Continue for one minute before swapping topics.

Develops: Clash and responsiveness.

Critical Thinking

Spot the Fallacy

Time: 5 minutes
Players: Any number

Present a statement containing faulty reasoning.

Example:

Everyone knows school uniforms are good.

Students identify the fallacy.

Develops: Logic and analysis.

Fact or Opinion?

Time: 5 minutes
Players: Any number

Read a series of statements.
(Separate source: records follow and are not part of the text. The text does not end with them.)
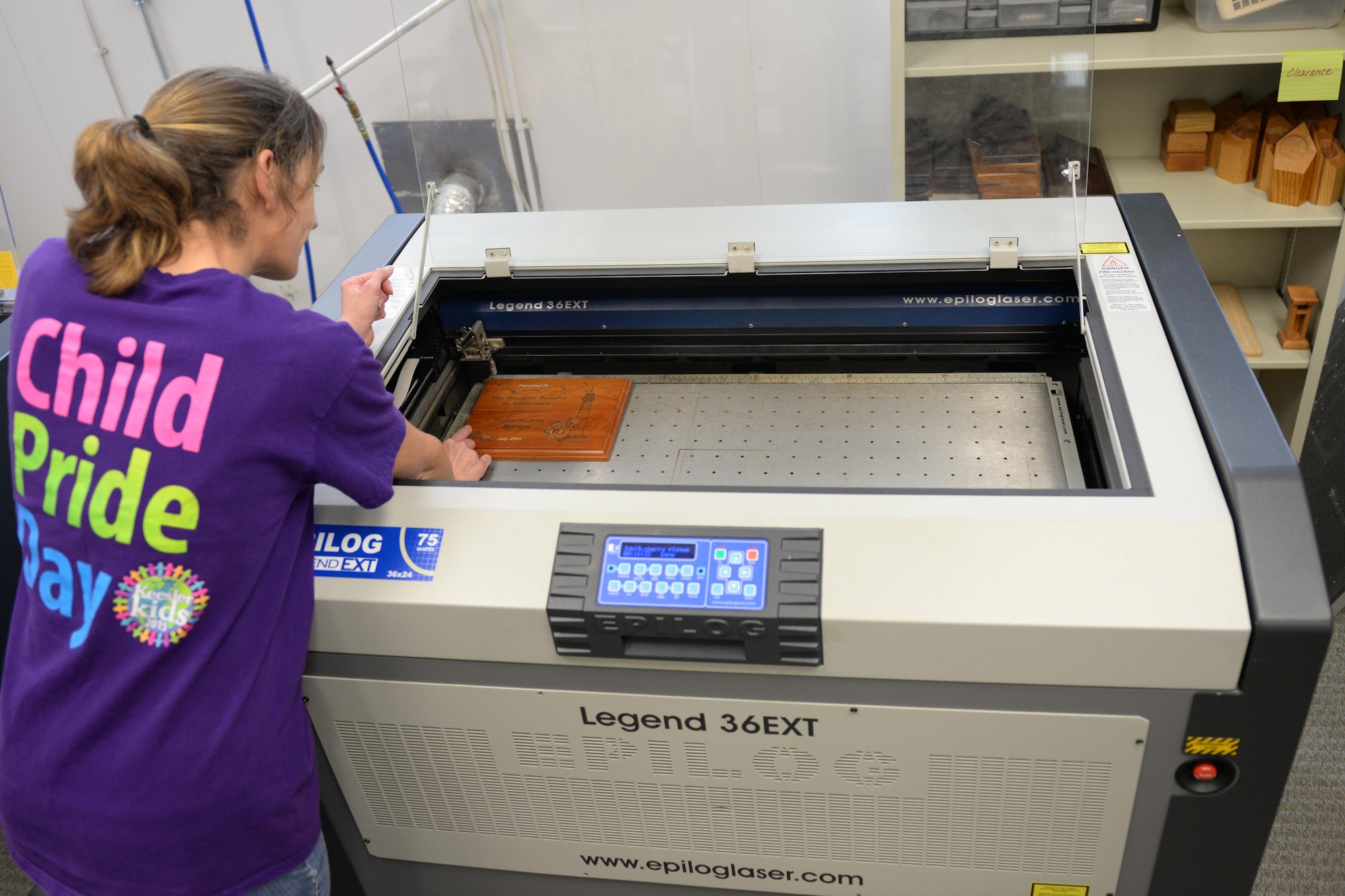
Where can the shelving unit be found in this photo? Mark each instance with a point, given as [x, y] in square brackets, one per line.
[1175, 44]
[1204, 202]
[1301, 244]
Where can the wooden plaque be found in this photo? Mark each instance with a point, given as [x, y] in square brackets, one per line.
[549, 419]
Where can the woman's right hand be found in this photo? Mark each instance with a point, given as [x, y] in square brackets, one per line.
[362, 300]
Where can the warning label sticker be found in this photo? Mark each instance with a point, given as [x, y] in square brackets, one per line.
[1059, 889]
[1120, 283]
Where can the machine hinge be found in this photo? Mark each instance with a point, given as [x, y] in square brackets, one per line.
[474, 345]
[1004, 252]
[742, 257]
[497, 263]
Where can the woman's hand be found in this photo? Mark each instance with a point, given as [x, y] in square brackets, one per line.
[362, 300]
[424, 456]
[463, 459]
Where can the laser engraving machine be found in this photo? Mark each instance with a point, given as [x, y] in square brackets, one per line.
[946, 548]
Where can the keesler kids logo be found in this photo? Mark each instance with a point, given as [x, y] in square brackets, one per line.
[161, 603]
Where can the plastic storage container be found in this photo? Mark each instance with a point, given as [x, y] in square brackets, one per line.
[1028, 14]
[1124, 11]
[937, 15]
[1265, 15]
[983, 18]
[1075, 15]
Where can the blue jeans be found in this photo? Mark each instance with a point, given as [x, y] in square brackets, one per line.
[313, 877]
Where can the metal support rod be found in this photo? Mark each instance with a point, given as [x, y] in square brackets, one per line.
[364, 132]
[368, 53]
[102, 52]
[1288, 261]
[154, 41]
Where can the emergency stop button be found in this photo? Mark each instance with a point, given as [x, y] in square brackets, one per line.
[1207, 775]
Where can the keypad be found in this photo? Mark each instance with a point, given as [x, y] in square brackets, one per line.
[728, 573]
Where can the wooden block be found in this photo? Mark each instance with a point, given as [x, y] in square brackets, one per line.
[1276, 128]
[1301, 300]
[1174, 142]
[1188, 116]
[1237, 314]
[1226, 115]
[1331, 171]
[549, 419]
[1295, 157]
[1238, 155]
[1308, 111]
[1183, 161]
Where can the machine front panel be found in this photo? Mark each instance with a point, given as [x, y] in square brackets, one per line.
[738, 794]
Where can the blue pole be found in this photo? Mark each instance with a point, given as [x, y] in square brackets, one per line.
[266, 64]
[262, 48]
[9, 224]
[309, 257]
[384, 175]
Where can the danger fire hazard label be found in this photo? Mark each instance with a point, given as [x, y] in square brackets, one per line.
[1120, 283]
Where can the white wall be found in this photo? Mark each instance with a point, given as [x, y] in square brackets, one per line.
[634, 103]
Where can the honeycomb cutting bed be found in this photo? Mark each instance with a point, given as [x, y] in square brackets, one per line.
[934, 431]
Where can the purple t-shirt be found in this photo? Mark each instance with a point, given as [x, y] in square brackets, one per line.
[166, 444]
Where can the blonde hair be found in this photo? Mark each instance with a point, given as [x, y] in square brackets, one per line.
[145, 178]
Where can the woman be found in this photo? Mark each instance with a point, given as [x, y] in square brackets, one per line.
[169, 425]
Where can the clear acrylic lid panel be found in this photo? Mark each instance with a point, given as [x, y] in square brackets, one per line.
[646, 104]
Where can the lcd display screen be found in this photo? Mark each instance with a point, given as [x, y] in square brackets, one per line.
[658, 551]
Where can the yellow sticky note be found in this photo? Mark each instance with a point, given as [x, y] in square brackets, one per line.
[1311, 75]
[9, 272]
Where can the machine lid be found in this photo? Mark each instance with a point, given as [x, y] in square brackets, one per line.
[797, 132]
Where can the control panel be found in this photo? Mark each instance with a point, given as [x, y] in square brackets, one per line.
[705, 595]
[726, 573]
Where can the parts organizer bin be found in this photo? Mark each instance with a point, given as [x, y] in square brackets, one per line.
[937, 21]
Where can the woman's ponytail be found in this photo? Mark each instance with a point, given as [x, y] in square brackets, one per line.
[137, 200]
[145, 178]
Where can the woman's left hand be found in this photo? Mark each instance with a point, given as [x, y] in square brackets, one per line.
[362, 300]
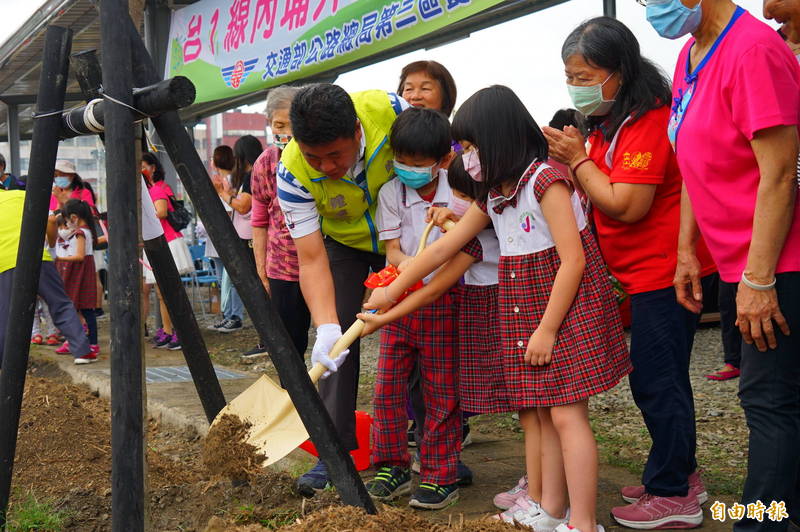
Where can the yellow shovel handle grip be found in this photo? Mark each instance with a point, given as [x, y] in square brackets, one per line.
[349, 336]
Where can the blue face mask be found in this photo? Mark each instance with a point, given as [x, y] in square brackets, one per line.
[414, 176]
[671, 19]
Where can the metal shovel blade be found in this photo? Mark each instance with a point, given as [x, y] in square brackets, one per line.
[276, 428]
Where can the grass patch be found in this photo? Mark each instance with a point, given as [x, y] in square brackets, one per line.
[32, 513]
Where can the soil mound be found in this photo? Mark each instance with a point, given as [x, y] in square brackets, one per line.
[226, 452]
[339, 518]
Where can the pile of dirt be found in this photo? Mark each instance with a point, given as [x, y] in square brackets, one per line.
[336, 518]
[226, 452]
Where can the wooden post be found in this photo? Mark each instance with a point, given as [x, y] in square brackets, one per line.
[291, 370]
[127, 416]
[52, 87]
[182, 315]
[89, 74]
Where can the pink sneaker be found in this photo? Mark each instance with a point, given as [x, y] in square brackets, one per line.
[88, 358]
[64, 349]
[524, 505]
[507, 499]
[650, 512]
[696, 486]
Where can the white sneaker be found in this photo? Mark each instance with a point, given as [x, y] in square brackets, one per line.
[523, 506]
[565, 528]
[542, 521]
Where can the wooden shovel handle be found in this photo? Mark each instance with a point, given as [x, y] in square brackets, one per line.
[354, 332]
[349, 336]
[448, 225]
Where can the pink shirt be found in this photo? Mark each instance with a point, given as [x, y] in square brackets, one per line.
[750, 82]
[161, 190]
[266, 212]
[82, 194]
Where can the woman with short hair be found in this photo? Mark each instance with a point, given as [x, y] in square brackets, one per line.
[737, 82]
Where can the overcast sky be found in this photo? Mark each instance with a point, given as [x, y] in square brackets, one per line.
[523, 54]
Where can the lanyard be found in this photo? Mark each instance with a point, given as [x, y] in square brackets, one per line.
[684, 98]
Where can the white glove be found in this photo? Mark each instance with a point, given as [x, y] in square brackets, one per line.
[327, 335]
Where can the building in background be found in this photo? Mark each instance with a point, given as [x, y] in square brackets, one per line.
[88, 153]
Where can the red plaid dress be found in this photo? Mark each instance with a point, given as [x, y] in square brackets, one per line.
[429, 336]
[482, 386]
[590, 354]
[79, 281]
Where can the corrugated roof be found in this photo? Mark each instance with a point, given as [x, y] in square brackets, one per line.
[20, 55]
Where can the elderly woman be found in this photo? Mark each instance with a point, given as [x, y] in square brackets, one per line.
[428, 84]
[275, 254]
[737, 82]
[631, 177]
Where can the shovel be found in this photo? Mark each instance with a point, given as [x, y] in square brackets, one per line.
[276, 428]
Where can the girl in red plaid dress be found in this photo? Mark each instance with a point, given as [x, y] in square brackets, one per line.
[75, 263]
[562, 338]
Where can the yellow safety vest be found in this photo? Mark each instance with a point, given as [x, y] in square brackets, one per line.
[346, 208]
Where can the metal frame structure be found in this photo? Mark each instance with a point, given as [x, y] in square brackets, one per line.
[20, 55]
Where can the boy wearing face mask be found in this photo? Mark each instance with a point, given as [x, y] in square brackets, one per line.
[420, 139]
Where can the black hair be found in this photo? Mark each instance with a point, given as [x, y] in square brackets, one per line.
[88, 186]
[460, 180]
[152, 160]
[607, 43]
[321, 114]
[435, 71]
[506, 135]
[246, 151]
[422, 133]
[83, 211]
[568, 117]
[223, 157]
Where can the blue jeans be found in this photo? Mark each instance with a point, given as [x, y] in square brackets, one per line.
[232, 306]
[662, 334]
[769, 390]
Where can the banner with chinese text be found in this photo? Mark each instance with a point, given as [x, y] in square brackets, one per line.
[231, 47]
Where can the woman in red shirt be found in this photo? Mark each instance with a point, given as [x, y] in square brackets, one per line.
[631, 178]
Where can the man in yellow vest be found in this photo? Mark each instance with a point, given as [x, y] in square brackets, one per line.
[328, 182]
[51, 288]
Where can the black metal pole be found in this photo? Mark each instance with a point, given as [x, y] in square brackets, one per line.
[167, 95]
[127, 416]
[183, 319]
[52, 87]
[232, 250]
[89, 74]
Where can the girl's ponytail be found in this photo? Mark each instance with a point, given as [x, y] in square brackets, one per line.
[83, 211]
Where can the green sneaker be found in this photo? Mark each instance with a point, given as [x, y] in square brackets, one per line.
[389, 483]
[431, 496]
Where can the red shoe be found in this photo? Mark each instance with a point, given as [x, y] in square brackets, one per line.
[650, 512]
[88, 358]
[696, 487]
[64, 349]
[726, 373]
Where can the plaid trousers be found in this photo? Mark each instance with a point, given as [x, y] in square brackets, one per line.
[430, 336]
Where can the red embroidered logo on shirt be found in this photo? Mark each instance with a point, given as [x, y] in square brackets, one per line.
[636, 160]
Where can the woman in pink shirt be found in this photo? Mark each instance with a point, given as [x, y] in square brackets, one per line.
[160, 193]
[734, 126]
[275, 254]
[67, 185]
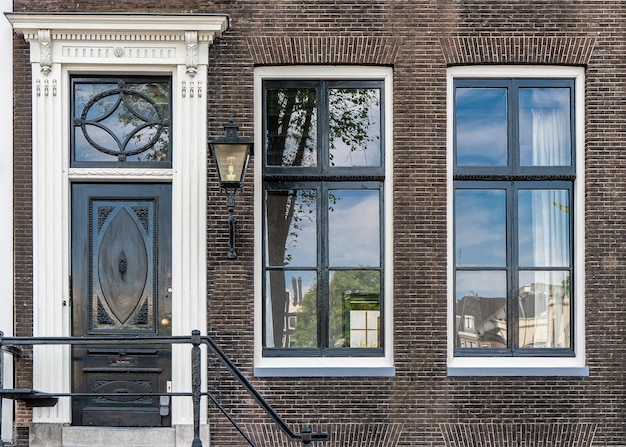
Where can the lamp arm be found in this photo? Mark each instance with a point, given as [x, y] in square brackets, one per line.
[232, 223]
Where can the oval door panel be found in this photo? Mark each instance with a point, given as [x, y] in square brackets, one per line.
[123, 265]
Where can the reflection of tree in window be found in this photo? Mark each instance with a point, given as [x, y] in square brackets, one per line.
[351, 125]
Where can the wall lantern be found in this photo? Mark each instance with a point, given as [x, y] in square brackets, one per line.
[231, 155]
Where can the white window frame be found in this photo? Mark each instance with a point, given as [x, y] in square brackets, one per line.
[323, 366]
[62, 45]
[526, 366]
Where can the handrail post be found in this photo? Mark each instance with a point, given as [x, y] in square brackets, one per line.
[1, 386]
[195, 386]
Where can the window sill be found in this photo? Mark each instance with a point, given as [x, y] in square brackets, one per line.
[338, 371]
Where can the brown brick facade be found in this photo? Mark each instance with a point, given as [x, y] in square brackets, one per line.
[421, 405]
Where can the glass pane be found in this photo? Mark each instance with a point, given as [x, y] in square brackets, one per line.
[121, 121]
[291, 127]
[544, 302]
[354, 227]
[354, 127]
[480, 310]
[481, 126]
[355, 309]
[480, 227]
[291, 227]
[544, 127]
[291, 309]
[544, 236]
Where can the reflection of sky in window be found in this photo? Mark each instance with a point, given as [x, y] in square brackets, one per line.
[301, 244]
[353, 227]
[358, 145]
[481, 126]
[292, 140]
[551, 131]
[482, 283]
[480, 227]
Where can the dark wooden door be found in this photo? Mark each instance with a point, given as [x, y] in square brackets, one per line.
[121, 283]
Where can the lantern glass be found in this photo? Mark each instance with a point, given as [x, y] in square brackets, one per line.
[231, 162]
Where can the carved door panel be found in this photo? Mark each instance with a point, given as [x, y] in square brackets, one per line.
[121, 279]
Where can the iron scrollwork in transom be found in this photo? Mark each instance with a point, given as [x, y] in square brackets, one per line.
[120, 121]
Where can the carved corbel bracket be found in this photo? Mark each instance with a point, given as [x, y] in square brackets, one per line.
[191, 57]
[45, 51]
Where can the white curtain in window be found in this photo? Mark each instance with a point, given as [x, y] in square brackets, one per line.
[550, 209]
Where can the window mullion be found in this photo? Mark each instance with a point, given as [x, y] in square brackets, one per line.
[512, 268]
[323, 290]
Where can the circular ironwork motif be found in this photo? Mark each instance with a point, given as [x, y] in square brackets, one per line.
[129, 118]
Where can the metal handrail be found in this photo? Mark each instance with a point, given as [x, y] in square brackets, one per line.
[11, 345]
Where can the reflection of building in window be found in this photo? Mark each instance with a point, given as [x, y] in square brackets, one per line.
[364, 328]
[361, 320]
[481, 322]
[293, 306]
[544, 316]
[543, 320]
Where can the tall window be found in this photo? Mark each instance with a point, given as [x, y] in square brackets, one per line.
[323, 218]
[513, 194]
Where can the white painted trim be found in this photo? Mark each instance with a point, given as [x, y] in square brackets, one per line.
[470, 366]
[6, 211]
[180, 49]
[302, 366]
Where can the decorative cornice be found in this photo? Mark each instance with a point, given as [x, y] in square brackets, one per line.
[45, 51]
[119, 26]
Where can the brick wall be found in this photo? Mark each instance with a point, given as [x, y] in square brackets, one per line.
[420, 39]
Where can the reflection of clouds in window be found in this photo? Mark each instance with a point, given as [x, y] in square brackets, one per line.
[480, 227]
[481, 128]
[483, 283]
[354, 233]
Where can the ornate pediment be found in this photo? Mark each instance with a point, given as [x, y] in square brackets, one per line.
[119, 38]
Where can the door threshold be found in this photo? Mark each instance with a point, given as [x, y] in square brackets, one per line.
[62, 435]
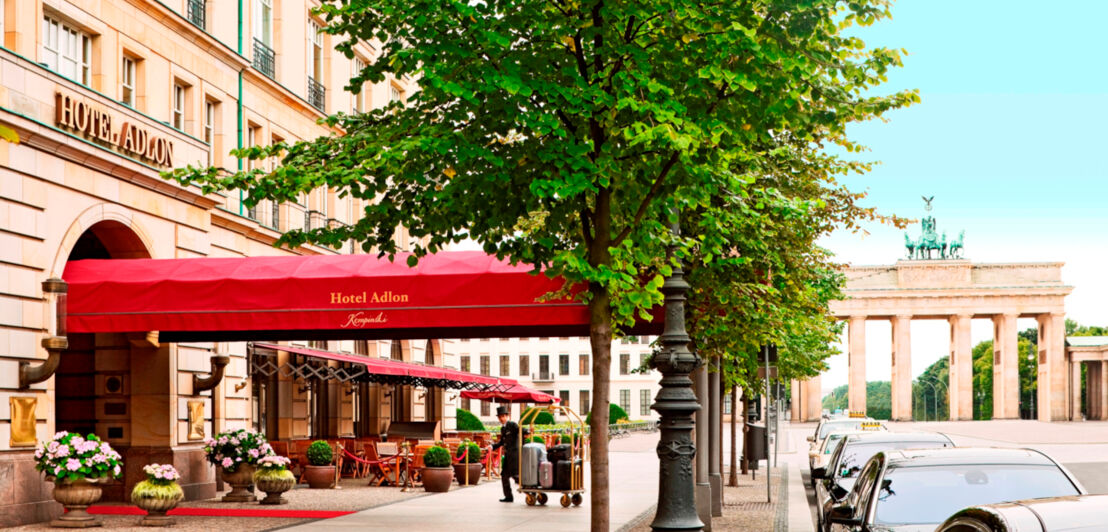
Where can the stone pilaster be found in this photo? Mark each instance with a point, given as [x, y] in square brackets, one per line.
[902, 368]
[1052, 368]
[1005, 367]
[855, 385]
[961, 385]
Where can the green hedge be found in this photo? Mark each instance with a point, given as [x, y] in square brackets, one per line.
[615, 413]
[468, 421]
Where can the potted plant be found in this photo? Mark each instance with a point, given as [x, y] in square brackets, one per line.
[157, 494]
[75, 464]
[437, 472]
[236, 452]
[274, 478]
[468, 469]
[320, 472]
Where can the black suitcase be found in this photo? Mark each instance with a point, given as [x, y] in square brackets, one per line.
[558, 452]
[563, 474]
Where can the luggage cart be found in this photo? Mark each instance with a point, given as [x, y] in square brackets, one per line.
[575, 493]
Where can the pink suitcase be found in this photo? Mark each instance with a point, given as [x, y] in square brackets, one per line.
[545, 474]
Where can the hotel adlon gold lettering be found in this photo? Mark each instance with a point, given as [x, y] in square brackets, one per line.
[387, 296]
[96, 124]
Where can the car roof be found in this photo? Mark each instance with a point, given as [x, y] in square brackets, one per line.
[875, 436]
[981, 456]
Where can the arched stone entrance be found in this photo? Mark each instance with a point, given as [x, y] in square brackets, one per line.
[957, 292]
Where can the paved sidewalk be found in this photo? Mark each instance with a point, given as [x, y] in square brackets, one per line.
[633, 470]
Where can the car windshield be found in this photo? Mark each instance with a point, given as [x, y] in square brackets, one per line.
[930, 494]
[839, 426]
[854, 456]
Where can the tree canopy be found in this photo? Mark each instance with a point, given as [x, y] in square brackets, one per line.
[568, 135]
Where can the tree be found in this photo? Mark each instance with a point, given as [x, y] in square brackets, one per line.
[568, 135]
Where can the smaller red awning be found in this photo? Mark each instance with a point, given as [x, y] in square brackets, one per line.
[515, 394]
[398, 372]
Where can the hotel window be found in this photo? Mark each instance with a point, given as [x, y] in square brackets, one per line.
[67, 51]
[361, 98]
[127, 82]
[178, 108]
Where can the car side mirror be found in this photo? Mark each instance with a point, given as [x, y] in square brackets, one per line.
[843, 514]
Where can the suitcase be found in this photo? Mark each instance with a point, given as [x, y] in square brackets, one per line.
[533, 454]
[545, 474]
[562, 474]
[560, 452]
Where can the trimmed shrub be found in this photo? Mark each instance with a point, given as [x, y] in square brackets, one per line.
[319, 453]
[541, 418]
[437, 457]
[468, 421]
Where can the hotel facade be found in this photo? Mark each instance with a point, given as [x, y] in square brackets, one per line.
[104, 94]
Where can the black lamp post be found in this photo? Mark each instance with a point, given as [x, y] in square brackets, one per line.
[676, 403]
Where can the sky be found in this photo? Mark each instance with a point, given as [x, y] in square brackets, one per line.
[1011, 139]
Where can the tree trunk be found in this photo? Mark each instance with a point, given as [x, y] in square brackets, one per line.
[599, 337]
[746, 442]
[734, 480]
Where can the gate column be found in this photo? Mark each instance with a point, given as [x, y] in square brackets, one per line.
[902, 369]
[855, 385]
[961, 364]
[1005, 367]
[1052, 368]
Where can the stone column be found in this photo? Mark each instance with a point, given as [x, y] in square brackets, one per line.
[855, 384]
[1052, 368]
[813, 396]
[961, 385]
[902, 369]
[1005, 367]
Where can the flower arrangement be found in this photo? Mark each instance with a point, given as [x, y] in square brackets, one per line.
[232, 448]
[161, 483]
[273, 467]
[71, 457]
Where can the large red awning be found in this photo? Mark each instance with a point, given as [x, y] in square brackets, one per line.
[514, 394]
[448, 295]
[399, 372]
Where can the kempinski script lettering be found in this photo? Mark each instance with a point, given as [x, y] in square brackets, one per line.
[359, 319]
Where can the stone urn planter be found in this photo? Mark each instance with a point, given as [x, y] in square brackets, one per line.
[474, 473]
[157, 494]
[438, 480]
[239, 480]
[77, 495]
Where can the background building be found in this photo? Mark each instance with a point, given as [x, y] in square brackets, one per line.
[561, 367]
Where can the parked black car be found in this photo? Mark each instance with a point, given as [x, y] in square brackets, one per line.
[1084, 513]
[834, 480]
[915, 490]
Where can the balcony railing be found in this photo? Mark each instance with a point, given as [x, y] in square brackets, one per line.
[316, 93]
[264, 59]
[196, 12]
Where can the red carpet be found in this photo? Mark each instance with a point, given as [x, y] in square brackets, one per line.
[224, 512]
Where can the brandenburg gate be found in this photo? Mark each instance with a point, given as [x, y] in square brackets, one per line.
[956, 290]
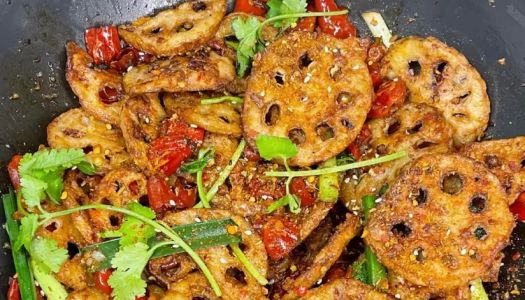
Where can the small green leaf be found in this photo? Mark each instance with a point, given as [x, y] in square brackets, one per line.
[271, 147]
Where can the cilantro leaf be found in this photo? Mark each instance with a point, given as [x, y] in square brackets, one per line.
[198, 164]
[28, 226]
[48, 254]
[129, 263]
[271, 147]
[285, 7]
[246, 33]
[133, 230]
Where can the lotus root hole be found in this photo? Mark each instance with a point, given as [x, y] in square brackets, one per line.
[414, 68]
[477, 204]
[325, 132]
[297, 136]
[401, 229]
[452, 184]
[272, 115]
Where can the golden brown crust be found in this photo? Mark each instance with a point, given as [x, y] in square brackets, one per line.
[199, 72]
[178, 30]
[345, 288]
[312, 88]
[87, 82]
[505, 158]
[442, 224]
[441, 76]
[103, 142]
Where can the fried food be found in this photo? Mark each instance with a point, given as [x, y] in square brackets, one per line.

Students decide whether each is:

  • Fact
  • Opinion

Discuss any disagreements.

Develops: Critical thinking and evidence awareness.

What’s Missing?

Time: 5 minutes
Players: Small groups

Present an incomplete argument.

We should ban homework because students don’t like it.

Students identify what evidence, reasoning or explanation is missing.

Develops: Argument analysis.

Teamwork & Brainstorming

60-Second Brainstorm

Time: 5 minutes
Players: Teams

Give a debate topic.

That school holidays should be longer.

Teams have 60 seconds to generate as many arguments as possible.

Develops: Brainstorming and teamwork.

Argument Categories

Time: 5–10 minutes
Players: Teams

Teams brainstorm arguments and sort them into categories such as:

  • Educational
  • Economic
  • Social
  • Environmental

Develops: Organising arguments into themes.

Build a Case

Time: 10 minutes
Players: Teams

Provide a topic.

Teams have five minutes to create:

  • A definition
  • Three arguments
  • A speaker split

Each team then presents its case.

Develops: Debate preparation and teamwork.

Just for Fun

Forced Position

Time: 5 minutes
Players: Any number

Students must argue for a position regardless of their personal opinion.

Examples:

  • Cats are better than dogs.
  • Summer is better than winter.
  • Pineapple belongs on pizza.

Develops: Perspective-taking and flexibility.

Devil’s Advocate

Time: 5–10 minutes
Players: Small groups

Students are given a commonly accepted idea and must argue against it.

Develops: Critical thinking and creativity.

The World’s Worst Argument

Time: 5 minutes
Players: Any number

Students intentionally create the weakest argument they can.

Example:

School should be cancelled because my goldfish told me so.

The group then explains why the argument is weak.

Develops: Understanding argument quality through humour.

Looking for More?

Explore our resources on:

  • Argument Construction
  • Rebuttal
  • Fallacies
  • Critical Thinking
  • Debate Preparation
  • Speaking and Presentation Skills

These warm-ups work best when used regularly and linked to a specific debating skill being taught that day.